Scroll mummies are fairly clever as constructs go, and their construction gives them the ability to cast the spells written on their wrappings. In the Vale, the Mages of Saruun know how to create scroll mummies and love using them to guard their private libraries. Most other people who know the secret of their construction are more explicitly evil mages and priests, many of which worship Vecna.
There is, of course, a complication here: if a scroll mummy is destroyed and the soul vessel survives, the lich it belongs to will reform within 1d10 days. It will likely also be pretty angry at whoever decided to turn it into a glorified battery.
The first scroll mummy ever created was named Grisgol, and its heart was the vessel of the lich Asperdies. Legend has it that Asperdies eventually found a way to break out of his imprisonment and took his revenge on Grisgol’s creators. To this day, wizards who are particular about terminology prefer to call these constructs “grisgols” since they aren’t true mummies.
The Numbers
Grisgols are Large Natural Animates with the Construct keyword, and also Level 15 Elite Soldiers with 276 HP. That puts them at about the same power level or a bit higher than a typical lich. Its basic attack is a Paralyzing Claw, borrowing the power of a lich’s touch. It’s Reach 2, does necrotic damage, and immobilizes for a turn.
Once per round as a minor action, the grisgol can cast a spell from one of the scrolls wrapping it. The GM rolls a d6 to determine the effect. All of them are bursts or blasts with different elemental damage types and riders.
-
Boiling Blood: Close Burst 2 vs. Fortitude, immediate and ongoing fire damage on a hit (save ends).
-
Ice Barrage: Close Blast 5 vs. Reflex, cold damage, half on a miss.
-
Lightning Lure: Close Blast 5 vs. Reflex, lightning damage, pulls 4 squares.
-
Shadowy Tendrils: Close Burst 2 vs. Fortitude, necrotic damage, inflicts necrotic vulnerability (save ends).
-
Thunderforce Pulse: Close Burst 2 vs. Fortitude, thunder and force damage, knocks prone.
-
Wave of Madness: Close Blast 5 vs. Will, psychic damage, target must choose between making a basic attack against an adjacent ally or taking extra psychic damage.
I imagine that in past editions these would be standard spells, but here they’re custom.
When a grisgol is reduced to 0 HP, it collapses and releases a cloud of Choking Dust in a Close Burst 2. This attack does both immediate and ongoing necrotic and poison damage (save ends).
Final Impressions
It’s interesting that Vecna, who spreads lichdom rituals, would also be the source of the recipe for scroll mummies. Maybe it was all a scam from the start, or maybe he feels it’s a waste to simply kill all those “competing” liches who are affiliated with Orcus.

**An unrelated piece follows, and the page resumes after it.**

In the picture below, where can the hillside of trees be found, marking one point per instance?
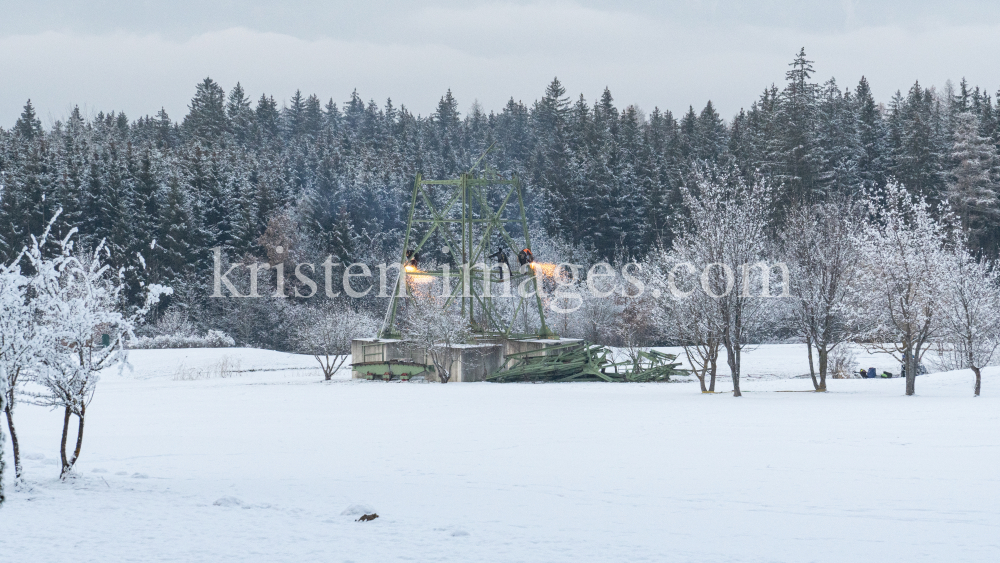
(320, 178)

I guess this also gives a plausible reason for some shady wizards to not want to become liches. “A lich? You mean like those things I use to power my guards?”
In addition the treasure these things might be guarding, their own bodies might serve as a plausible source of treasure for an encounter. Maybe one of those broken magic items isn’t so broken after all, and maybe you can bring combat scrolls back into 4e by giving them out as consumables that let PCs use one of the grisgol’s spell attacks once.